Monday, January 6, 2014

Space That Calls for Whispers

First there was this:


Now there's this:

Sparks fell from the platform like dying stars.

Some lost their light seconds after they were born while others, hotter, fell through the blackness drifting on drafts in that empty space. They eye followed them, and when currents of air blasted them to and fro, it was as if gravity shifted with them, first to the right, then down, then to the left, up and sideways and back towards us again, cutting on the platform.
I closed my eyes. To watch the sparks too long might mean a fall.
We have come too far for falling.
Water drifted through the cavern’s air as well, trickling and dripping and rushing through the curved concrete surface, trailing tree roots with it as it fell. The floor of the cavern was an archipelago of shattered concrete, crumbled bunkers, rusted equipment and pools and floods and ripples and torrents of cold black water.
It took us three years to map the cavern, another year to find a safe path through it. I remember as a child seeing the maps of it, traced in glowing paint on the wall of our hidden room. Father was one of the cartographers. There were many. Many, so the map and its details would not be lost if one of the mapmakers was caught out and sent to the Roots to rot. I played a game with that map, tracing routes to the fairylands and forests with my finger. I saw it in my eyes at night when I was supposed to be sleeping.
With it, I told my sister stories.
“There be the dragons,” I said, pointing to a large, hilly island near the center of the cavern. “Fire-breathers, quite dangerous. But they keep their fires low. They do not want to be found out. They live a balance between the fire that feeds them and the water that surrounds them and that could put their fires out.”
The map’s glowing lines reflected in her eyes, and she whispered, “Take me to see them. Take me to see the dragons.”
I told her of the trolls. The dwarves and the witches and the blind rats, eyes bulging, never seeing light, ever craving the flesh of humans. She shivered and giggled. “The rats make the dragons sound tame,” she said.
And that is true.
The rats are the most dangerous creatures in the cavern, imagined or not. We lost more explorers and watchers and guides and bearers to the rats than we lost to the Roots.
But when the lights of one faded, the eyes of two brought their light to the circle, ready to work, ready to escape.
Gabe, my favorite watcher, told me stories as well.
“The cavern used to be bright,” he said. “It used to see daylight, moonlight, starlight.
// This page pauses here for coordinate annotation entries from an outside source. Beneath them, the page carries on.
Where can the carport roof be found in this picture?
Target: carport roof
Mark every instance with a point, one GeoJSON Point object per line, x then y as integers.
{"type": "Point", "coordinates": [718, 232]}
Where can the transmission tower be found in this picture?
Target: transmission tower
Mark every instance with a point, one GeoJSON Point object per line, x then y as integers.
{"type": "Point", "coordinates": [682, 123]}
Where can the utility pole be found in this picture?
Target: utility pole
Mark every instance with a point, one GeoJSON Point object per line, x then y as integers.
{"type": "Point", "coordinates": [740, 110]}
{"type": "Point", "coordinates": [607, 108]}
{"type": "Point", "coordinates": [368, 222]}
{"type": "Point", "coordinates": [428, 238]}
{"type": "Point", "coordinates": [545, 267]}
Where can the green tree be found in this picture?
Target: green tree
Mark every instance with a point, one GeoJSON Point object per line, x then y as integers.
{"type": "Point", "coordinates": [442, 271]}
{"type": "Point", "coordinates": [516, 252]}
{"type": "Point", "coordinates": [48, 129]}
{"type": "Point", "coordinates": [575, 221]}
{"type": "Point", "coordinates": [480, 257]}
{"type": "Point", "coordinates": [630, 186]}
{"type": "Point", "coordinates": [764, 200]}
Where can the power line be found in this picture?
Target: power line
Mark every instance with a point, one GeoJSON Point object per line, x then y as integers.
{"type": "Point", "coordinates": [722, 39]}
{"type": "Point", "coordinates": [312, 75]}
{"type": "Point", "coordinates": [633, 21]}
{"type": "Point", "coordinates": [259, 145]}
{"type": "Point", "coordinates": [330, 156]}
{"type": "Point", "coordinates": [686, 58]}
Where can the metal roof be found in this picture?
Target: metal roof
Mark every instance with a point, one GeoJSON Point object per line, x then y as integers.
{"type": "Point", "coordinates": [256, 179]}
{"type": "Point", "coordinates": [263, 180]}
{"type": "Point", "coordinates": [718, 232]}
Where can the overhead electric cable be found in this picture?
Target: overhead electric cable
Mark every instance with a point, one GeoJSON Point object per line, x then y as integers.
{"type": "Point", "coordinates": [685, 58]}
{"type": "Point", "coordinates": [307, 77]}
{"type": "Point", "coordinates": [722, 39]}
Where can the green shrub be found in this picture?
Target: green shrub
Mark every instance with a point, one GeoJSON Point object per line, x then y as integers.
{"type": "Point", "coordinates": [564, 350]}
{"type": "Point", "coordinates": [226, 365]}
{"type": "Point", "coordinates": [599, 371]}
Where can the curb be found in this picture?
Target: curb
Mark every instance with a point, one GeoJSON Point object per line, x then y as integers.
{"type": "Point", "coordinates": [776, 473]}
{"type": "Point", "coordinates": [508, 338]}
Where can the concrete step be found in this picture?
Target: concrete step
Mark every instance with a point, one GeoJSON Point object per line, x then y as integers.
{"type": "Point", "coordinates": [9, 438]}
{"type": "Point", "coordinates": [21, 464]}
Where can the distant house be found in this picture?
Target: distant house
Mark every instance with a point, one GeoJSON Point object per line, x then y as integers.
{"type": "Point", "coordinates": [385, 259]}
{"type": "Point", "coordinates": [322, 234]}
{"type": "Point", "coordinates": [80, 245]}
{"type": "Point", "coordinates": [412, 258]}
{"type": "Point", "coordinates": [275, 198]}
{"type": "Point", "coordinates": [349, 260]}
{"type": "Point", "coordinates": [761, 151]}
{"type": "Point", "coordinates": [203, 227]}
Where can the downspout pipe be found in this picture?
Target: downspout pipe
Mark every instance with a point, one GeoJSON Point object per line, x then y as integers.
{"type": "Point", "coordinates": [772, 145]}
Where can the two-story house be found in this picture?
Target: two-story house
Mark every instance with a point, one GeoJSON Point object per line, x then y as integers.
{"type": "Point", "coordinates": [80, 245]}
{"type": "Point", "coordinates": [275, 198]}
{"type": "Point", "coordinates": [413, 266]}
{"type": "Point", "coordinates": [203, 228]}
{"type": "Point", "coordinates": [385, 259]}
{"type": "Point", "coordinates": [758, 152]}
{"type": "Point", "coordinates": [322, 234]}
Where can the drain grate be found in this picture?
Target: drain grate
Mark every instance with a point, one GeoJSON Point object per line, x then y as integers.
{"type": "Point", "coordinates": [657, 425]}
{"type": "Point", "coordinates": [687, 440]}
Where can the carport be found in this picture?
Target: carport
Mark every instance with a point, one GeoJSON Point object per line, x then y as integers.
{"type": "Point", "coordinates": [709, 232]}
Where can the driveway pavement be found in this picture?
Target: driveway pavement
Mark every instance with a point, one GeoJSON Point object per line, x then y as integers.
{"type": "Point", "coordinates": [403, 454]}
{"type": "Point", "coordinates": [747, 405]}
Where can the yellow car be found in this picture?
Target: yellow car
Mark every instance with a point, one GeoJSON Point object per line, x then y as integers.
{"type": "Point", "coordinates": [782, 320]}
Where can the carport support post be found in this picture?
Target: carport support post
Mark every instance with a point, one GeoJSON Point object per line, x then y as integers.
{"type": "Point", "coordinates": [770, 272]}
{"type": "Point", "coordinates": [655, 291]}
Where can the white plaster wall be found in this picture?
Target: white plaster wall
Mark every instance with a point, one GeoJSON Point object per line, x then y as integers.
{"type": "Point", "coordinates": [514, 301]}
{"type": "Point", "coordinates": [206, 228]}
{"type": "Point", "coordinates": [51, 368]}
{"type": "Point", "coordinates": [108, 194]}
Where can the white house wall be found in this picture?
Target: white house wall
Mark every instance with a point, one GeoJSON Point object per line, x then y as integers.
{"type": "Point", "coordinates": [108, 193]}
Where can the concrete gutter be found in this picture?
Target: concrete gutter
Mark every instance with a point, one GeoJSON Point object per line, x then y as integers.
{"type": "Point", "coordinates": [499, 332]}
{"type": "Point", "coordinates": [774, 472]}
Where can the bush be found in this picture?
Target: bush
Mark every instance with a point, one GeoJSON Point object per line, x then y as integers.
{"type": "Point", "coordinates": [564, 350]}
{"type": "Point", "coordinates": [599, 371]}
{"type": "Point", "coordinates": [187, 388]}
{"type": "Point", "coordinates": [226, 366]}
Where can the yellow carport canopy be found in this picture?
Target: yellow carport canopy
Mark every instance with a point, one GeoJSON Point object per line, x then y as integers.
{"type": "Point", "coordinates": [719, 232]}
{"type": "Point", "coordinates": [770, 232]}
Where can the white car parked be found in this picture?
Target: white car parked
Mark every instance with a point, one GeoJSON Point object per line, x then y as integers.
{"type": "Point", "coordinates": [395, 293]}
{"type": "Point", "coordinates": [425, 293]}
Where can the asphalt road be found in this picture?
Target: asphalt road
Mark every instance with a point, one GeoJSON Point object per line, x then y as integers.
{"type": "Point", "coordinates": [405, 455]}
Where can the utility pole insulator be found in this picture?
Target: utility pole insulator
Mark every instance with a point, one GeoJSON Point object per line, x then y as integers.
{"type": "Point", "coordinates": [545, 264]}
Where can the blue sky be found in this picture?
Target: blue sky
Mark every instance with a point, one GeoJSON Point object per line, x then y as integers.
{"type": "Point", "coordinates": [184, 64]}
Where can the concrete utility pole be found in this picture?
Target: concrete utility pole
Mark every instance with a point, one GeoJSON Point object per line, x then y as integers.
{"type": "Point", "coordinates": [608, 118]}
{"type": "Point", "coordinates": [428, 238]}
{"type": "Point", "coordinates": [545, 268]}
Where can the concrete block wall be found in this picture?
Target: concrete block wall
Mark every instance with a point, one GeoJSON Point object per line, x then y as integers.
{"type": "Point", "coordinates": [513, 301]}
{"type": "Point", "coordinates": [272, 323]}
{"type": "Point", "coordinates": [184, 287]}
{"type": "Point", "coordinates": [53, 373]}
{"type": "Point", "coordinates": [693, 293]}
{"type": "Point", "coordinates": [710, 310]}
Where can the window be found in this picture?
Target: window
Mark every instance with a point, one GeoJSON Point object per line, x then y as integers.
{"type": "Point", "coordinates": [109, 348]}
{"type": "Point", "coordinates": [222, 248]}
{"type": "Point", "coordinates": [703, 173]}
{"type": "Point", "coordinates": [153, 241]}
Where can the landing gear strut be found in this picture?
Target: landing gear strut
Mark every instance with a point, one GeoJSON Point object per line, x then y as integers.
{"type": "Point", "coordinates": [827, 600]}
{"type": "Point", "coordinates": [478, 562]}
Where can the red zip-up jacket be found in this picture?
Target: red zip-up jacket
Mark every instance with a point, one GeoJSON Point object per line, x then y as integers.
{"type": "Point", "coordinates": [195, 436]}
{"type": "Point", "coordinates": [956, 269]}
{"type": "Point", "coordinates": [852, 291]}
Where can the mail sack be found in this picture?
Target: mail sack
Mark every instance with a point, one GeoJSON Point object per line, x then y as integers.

I have seen the lamps and traced the grooves in the concrete where the stars and moon and sun followed their paths across the sky. It must have been wonderful,” he added. “It must have been wonderful, to live among the light.”
Father liked that my sister and I looked at the map. He gave us what paint he could spare, and with it we drew our own maps in different corners of the bunker. “The more light your eyes receive, the quicker you’ll adjust to life Outside,” he said. “There, the light is real.” In the light of the map I could see his pale face, lined with wrinkles, stubbled with a beard. He has a mole underneath his right eye.
His eyes are blue.
He said his mother, her mother, and her mother as well also had blue eyes. But their eyes were much more blue than his – and ours. The circles of blue in their eyes were wider, the black pupils smaller. In the light of the map-room, his pupil was only tinged with the slimmest of blue rims.
“Stare at the light,” he whispered. “Stare at the lights. Exercise your eyes.”
Exercise your eyes.
He told us that every morning. Exercise your eyes. It made my sister giggle-whisper, to think looking at our maps was good for the eyes.
There were places in the caverns where there was more light and where people had eyes that were blue, or green, or hazel, or grey, or any other number of colors. But those places were near to the Roots and we knew enough about them to fear going there. There were rooms there where the light was so bright it burned your skin and shone through your eyelids even if you covered your eyes with your hands.
Thus the conundrum.
For through the cavern roof, pas the roots and waterfalls, was a place where the light was even more intense. And that is where we are trying to go.